In no particular order.

  • I like the nightlife because it makes me feel alive at night.
  • I like the nightlife because it makes me feel alright.
  • I like the nightlife when it’s full of music, mischief, magic, mayhem and happiness.
  • I like the nightlife but it’s full of magic, music, mayhem, mischief and… well, not sadness, but anger and hope and diversity and happiness… and sadness too.
  • I like the nightlife because it makes me want to boogie.
  • I like to boogie all night long, even when my arm is in a sling.
  • I like the Railway Club in Brighton and I love evenings put together by Nadia Buyse.
  • I like the nightlife when it’s full of mysterious characters and outrageous liaisons, cheap pints that don’t taste like pints, intrigue… and yes, hope.
  • I like the nightlife where you can argue about Nick Cave being a present-day Elvis Presley and where strange performers cuddle and feed even stranger doll-like figures with NikNaks, and where every moment feels special and different, and where conversations afterwards resonate for years, and where three of those punters over there… yes, those three there! – their ages must add up to less than one of me.
  • I like the nightlife because it makes me feel more than alright.
  • I like the nightlife.
  • I want to move over to you to see the way you’re standing.
  • I want to move over to you to see just what you’re planning.
  • I want to shout in capital letters and smile, and embrace the chaos and the beauty and the stupidity as the chanting and tablespoons and hope become louder and louder.
  • I want to move closer to you.
  • I like the nightlife. 

I gave up writing music criticism because I do not want to dispel the magic. I do not like viewing the world through a screen that makes me feel I have seen the Northern Lights with my naked eye even though of course I have done nothing of the sort. It is the transitory nature of live performance that makes it so enticing, so boogie wonderful – it cannot ever be captured again no matter how often you try to document and eyewitness.

Let me give you a few, very small pointers.

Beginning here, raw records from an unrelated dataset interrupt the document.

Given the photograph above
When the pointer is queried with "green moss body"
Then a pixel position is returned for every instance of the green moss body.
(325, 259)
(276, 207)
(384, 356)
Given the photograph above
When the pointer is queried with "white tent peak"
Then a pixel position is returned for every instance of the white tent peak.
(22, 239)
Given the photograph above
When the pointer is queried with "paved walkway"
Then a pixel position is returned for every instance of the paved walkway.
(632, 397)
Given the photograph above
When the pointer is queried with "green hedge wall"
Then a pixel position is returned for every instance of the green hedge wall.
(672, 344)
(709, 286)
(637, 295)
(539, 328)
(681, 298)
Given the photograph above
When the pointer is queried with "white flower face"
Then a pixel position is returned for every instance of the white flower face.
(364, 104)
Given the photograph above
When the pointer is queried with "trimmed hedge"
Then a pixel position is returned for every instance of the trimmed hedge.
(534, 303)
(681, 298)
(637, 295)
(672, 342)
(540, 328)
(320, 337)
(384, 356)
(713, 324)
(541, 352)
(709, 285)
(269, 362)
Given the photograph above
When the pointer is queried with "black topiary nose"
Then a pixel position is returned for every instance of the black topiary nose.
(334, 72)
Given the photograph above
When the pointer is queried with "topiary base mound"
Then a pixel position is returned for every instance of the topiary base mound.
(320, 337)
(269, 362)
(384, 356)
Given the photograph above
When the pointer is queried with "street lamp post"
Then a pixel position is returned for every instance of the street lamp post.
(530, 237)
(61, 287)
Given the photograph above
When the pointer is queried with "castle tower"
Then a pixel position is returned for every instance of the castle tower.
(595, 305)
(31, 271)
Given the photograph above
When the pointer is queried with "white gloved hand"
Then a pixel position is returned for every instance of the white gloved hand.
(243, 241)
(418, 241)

DUBAIS: magic haunting, magic walking through the air, stalking every breath. I have no idea what Italo-disco sounds like and neither do you. I have no visual memory no. All I remember are my dreams. All I visualise are dreams. The cat becomes the human becomes the disco queen becomes all of us. This is Dubais.

I can’t touch it.

MATTRESS: More fun than any of us deserve, Richard Hawley and Ian Svenonius reimagined as a disco king, and of course Alan Vega and Suicide with glittery gold suits and deadpan, humorous, observations. Everything links. My favourite moments are your favourite moments are everyone’s favourite moments. Pause. My favourite chords are your favourite chords are everyone’s favourite chords. Pause.

I can’t touch it.

STIGMARIA (not pictured): someone remarks, “R.E.M. in a cardboard box” but honestly? This duo are way, way better. I am thinking my caustic 2000s sweethearts Lesbo Pig.

I can’t touch it.

BEEF CURTAINS: words are meaningless here. I, i, i, i, i… honestly? I like music that makes me question my place in the world. Very rude, very feral, very naughty, so much fun. I’m not sure that **** ******** even managed to get through 90 seconds of “music” (noise, feedback, screaming, thunderous mega-drumming, silence) without everything falling apart again. In places, they remind me of super-early Slits performances… not that I was ever lucky enough to see those. In places, they are jaw-droppingly brazen but they feel so inclusive and wonderfully free, unshackled by expectations. The blast is such a blast, heightened by the fact I am standing next to the band’s parents ******* themselves with laughter. One song sounds distressingly similar to The Clash’s ‘London Calling’ (well, it is, but with the words changed) but there again The Clash were never so outrageously fun. One song is a meows harmony version of ‘Teenage Kicks’. (This may have been the point where all the amps packed up, and the entire band sang everything vocally. It may not have been. I was too busy being awestruck to take notes.) There is an intro about teenage boys jacking off to a picture of your face. The entire performance lasts around 20 minutes, three and a bit songs, and is so much more life-enriching and mind-melting than 2000 thousand of whatever the **** it is you’ve been enjoying recently. The following evening, we are at a fireworks display in a house in Bevendean and for three seconds, the entire ******* sky explodes.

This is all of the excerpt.